About Strive Masiyiwa

Strive Masiyiwa is the Founder and Executive Chairman of Econet, a diversified global telecommunications group with operations and investments in over 15 countries. His business interests also include renewable energy, financial services, media and hospitality. Masiyiwa serves on a number of international boards, including Unilever, Rockefeller Foundation, the Council on Foreign Relations’ Global Advisory Board, the Africa Progress Panel, the UN Secretary General's Advisory Board for Sustainable Energy, Morehouse College, Hilton Foundation's Humanitarian Prize Jury and the Kenjin-Tatsujin International Advisory Council. He is one of the founders, with Sir Richard Branson, of the global think tank, the Carbon War Room, and a founding member of the Global Business Coalition on Education. Masiyiwa took over the Chairmanship of the Alliance for a Green Revolution in Africa (AGRA) from Kofi Annan. He is also Chair of the Micronutrient Initiative, a global organization focused on ending child hunger and improving nutrition. In 2012, Masiyiwa was invited by President Obama to address leaders at the Camp David G-8 Summit on how to increase food production and end hunger in parts of Africa. In 2014, Masiyiwa was selected to Fortune Magazine’s list of the “World’s 50 Greatest Leaders”. As a philanthropist, he is a member of the Giving Pledge, and his contributions to education, health and development have been widely recognized. Masiyiwa and his wife finance the Higher Life Foundation, which provides scholarships to over 42,000 African orphans. In 2015, he was the recipient of the International Rescue Committee’s Freedom Award and was presented with a UN Foundation Global Leadership Award for the work of the Africa Against Ebola Solidarity Trust, which he chairs and helped establish to fund the deployment of African healthcare workers to combat the outbreak in West Africa.

12 thoughts on “# Breaking News!

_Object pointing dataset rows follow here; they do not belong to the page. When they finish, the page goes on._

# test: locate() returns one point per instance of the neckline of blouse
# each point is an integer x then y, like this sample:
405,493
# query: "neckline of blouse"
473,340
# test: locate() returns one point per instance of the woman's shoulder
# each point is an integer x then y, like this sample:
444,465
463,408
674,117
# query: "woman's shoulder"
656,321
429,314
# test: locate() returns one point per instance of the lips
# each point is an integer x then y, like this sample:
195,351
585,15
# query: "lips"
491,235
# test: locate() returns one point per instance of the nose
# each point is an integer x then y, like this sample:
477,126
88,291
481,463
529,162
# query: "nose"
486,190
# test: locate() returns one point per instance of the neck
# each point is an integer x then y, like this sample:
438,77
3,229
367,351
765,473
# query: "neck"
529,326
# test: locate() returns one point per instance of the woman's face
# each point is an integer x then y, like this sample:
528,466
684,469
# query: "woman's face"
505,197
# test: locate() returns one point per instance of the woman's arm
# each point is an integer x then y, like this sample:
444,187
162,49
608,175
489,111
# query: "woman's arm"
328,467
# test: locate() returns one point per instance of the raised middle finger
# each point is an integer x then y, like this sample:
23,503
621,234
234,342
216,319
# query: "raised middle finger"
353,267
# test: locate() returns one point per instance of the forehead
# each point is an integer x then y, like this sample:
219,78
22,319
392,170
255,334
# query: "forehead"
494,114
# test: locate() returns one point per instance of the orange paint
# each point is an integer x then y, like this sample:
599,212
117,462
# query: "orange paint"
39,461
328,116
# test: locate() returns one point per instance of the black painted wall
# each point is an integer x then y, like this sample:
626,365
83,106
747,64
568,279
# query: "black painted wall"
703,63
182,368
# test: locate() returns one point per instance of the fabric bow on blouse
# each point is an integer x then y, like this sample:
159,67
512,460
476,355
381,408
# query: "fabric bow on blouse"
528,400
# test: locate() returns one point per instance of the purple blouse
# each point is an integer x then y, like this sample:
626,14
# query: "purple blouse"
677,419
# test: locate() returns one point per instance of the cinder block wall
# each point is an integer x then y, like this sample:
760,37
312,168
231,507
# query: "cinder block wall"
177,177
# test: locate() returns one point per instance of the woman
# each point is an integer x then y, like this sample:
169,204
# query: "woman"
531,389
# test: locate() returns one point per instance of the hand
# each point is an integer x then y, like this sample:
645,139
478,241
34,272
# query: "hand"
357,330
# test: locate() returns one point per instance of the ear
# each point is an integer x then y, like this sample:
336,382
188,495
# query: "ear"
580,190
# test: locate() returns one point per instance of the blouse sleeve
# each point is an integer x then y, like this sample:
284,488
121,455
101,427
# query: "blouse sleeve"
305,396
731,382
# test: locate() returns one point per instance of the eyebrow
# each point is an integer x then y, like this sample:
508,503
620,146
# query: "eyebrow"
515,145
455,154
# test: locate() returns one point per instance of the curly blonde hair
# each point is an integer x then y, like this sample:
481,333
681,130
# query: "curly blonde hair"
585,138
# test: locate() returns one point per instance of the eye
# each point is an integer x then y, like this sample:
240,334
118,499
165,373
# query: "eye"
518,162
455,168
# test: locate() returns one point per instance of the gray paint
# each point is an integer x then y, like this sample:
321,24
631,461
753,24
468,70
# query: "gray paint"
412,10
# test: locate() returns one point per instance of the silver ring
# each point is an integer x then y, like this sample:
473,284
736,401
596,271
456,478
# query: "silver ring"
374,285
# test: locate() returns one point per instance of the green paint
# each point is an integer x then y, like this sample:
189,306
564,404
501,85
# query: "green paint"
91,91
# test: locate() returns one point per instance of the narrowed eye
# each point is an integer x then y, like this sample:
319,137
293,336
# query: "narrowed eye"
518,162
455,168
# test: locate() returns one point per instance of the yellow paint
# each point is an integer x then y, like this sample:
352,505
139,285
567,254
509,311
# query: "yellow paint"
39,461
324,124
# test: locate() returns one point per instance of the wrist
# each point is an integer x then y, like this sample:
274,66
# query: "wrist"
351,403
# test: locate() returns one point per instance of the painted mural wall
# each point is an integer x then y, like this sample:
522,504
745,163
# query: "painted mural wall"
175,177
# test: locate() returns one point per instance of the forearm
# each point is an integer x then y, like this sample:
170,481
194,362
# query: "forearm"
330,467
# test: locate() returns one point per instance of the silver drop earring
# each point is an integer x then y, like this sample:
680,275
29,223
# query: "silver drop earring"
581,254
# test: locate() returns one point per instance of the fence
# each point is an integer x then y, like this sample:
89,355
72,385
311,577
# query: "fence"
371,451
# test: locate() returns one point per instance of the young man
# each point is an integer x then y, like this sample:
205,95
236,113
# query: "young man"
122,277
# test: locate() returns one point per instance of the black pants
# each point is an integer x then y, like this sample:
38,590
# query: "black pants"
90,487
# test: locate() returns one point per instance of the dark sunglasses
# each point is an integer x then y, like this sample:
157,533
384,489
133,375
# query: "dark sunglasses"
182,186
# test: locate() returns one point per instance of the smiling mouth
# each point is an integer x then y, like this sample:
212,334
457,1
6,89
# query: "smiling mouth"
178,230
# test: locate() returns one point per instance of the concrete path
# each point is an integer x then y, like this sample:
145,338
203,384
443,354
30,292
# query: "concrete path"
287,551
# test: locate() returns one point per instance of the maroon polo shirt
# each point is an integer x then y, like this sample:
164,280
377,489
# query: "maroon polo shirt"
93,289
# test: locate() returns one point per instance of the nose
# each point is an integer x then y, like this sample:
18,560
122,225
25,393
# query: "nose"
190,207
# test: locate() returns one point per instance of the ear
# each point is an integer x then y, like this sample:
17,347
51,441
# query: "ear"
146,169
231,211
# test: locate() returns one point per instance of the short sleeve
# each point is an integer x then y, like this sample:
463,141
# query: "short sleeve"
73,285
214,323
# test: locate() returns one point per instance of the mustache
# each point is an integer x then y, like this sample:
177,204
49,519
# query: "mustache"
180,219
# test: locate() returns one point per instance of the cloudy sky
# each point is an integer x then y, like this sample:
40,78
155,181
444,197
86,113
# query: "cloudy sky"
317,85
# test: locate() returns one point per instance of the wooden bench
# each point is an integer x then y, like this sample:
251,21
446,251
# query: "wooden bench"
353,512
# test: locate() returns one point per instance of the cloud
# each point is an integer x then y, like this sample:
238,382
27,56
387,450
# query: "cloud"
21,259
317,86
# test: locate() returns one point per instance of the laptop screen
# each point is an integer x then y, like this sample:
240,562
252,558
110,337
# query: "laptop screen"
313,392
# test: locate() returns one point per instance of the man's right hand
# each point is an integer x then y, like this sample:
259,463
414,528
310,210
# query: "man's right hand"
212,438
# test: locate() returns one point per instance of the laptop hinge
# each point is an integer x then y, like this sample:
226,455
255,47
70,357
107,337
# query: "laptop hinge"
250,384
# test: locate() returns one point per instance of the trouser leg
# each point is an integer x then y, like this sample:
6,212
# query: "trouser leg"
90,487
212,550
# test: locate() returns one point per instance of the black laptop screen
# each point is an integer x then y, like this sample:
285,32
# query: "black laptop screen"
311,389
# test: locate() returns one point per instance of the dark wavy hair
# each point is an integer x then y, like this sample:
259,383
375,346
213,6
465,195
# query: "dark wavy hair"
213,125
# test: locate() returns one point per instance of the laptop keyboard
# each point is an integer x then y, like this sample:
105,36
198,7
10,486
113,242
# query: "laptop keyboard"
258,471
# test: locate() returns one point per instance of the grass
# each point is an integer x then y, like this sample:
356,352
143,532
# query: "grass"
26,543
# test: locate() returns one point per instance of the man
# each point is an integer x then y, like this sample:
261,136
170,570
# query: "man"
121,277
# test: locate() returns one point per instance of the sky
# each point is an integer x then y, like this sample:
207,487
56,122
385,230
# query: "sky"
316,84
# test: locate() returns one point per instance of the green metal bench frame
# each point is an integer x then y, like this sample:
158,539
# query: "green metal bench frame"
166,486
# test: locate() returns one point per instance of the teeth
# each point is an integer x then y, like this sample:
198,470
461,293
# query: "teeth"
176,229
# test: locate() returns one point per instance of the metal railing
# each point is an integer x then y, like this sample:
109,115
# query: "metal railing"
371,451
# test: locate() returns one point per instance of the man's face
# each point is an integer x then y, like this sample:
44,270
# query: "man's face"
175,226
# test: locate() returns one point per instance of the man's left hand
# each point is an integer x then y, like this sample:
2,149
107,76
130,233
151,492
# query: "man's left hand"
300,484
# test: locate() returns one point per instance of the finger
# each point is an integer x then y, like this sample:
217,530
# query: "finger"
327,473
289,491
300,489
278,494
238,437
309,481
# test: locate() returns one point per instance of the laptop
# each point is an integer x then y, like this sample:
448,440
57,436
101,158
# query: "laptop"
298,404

Berlin Town Hall tonight!

  1. Strive Masiyiwa Post author

    #Peter Mbizvo [an old friend who farms in Zimbabwe] wrote, after watching the Town Hall in Berlin:

    This is fantastic Big Man!

    I particularly like the idea of enhancing agribusiness activity through technology for more efficient production and higher yields.We used imagery on our farm for our last winter wheat as a way to monitor crop stress, disease and chemical applications and the benefits were tremendous.We were able to identify and rectify challenges before crop damage with resultant improved yields.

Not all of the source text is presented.